Nuestro país se mira al espejo y enfrenta la encrucijada: ve la polaridad y también las opciones que se abren; entre la política de los pronunciamientos y la política de los hechos; entre el particularismo que con un interés puntual se arroga el interés general y propone lo que Ortega y Gasset denominó la acción directa, entendida como la confrontación con interrupción del orden, y el debate franco pero institucional, que busca precisamente la voluntad social a través de los consensos; en fin, entre lo que deviene perentoriamente en un anacronismo y el desafío de un país distinto, que se debe enfrentar con el máximo esfuerzo, sabiendo que la inercia social es muy grande y que solo se la puede vencer con ciencia, cultura y habilidad.
Hay que ser realistas: no hay tantas ideas disponibles. Desde Montesquieu y Rousseau no hay mucho nuevo bajo el sol, por lo que a falta de un sistema que reemplace el democrático, representativo y republicano, por ahora no queda más que recurrir a lo que los moralistas antiguos llamaban sindéresis, palabra sinónima de juicio, cordura y prudencia. Ese, en rigor, debería ser el parámetro de cualquier buen gobierno: en tiempos de quiebre, agravados por la aceleración y subitaneidad de un mundo cada vez más fugaz y evanescente, signado por criptomonedas que conviven con reverberancias nacionalistas, todo al mismo tiempo, un modular que gradúe los cambios parece, sin duda, el mejor camino.

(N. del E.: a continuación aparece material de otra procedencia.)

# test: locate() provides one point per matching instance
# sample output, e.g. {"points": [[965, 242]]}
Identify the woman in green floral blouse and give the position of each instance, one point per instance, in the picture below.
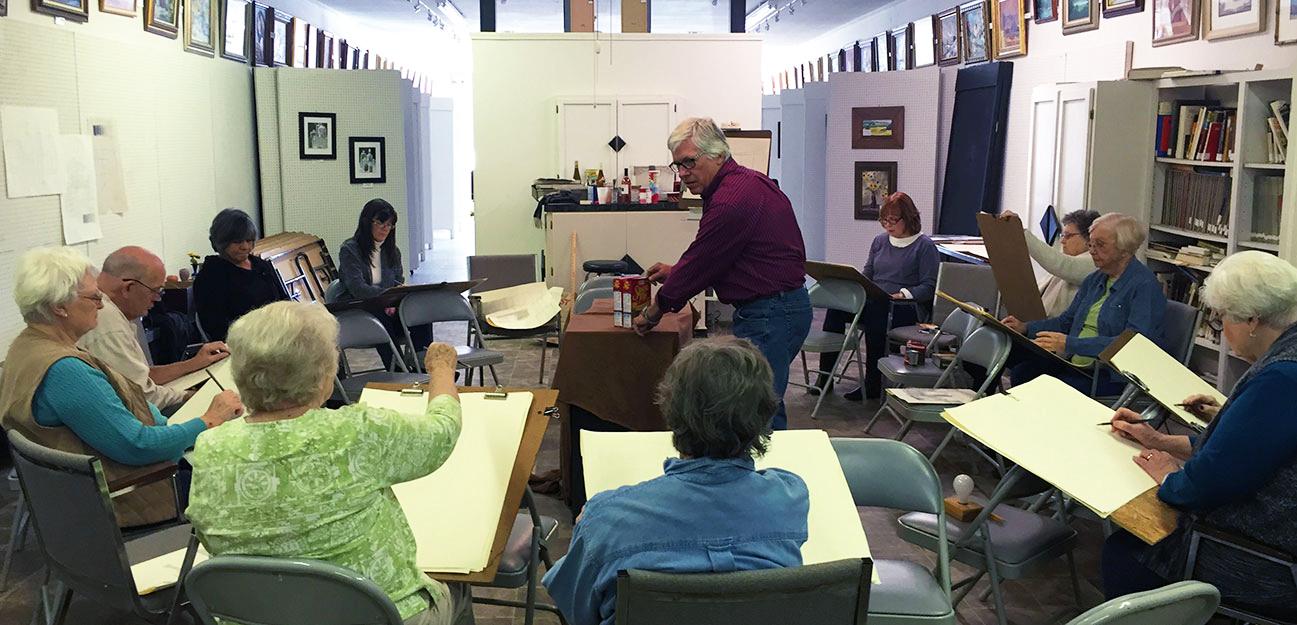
{"points": [[295, 480]]}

Todo eso tiene un nombre muy concreto: institucionalidad, que no es solo respeto a la ley, sino algo mucho más profundo, es el salto de la creencia a la vivencia, que permite llenar de savia a las instituciones en el convencimiento de que son las que perduran más que las leyes, y por tanto sirven de sostén a cualquier transformación, por más profunda y grave que sea. Se resume en tres principios: debate, transparencia y control. Se asegura así los mejores pronósticos y las anticipaciones; el conocimiento y por tanto el compromiso y la posibilidad de participar; también, y especialmente, la rendición de cuentas, que no es ni más ni menos que la responsabilidad.
Se pueden dictar muchas normas, pero si los argentinos no asimos estos conceptos y les damos rango casi axiológico, es posible que nuestro futuro se cancele y quedemos atrapados en el laberinto imposible de un pasado que nunca termina de morir. Es tiempo de abrazar el futuro.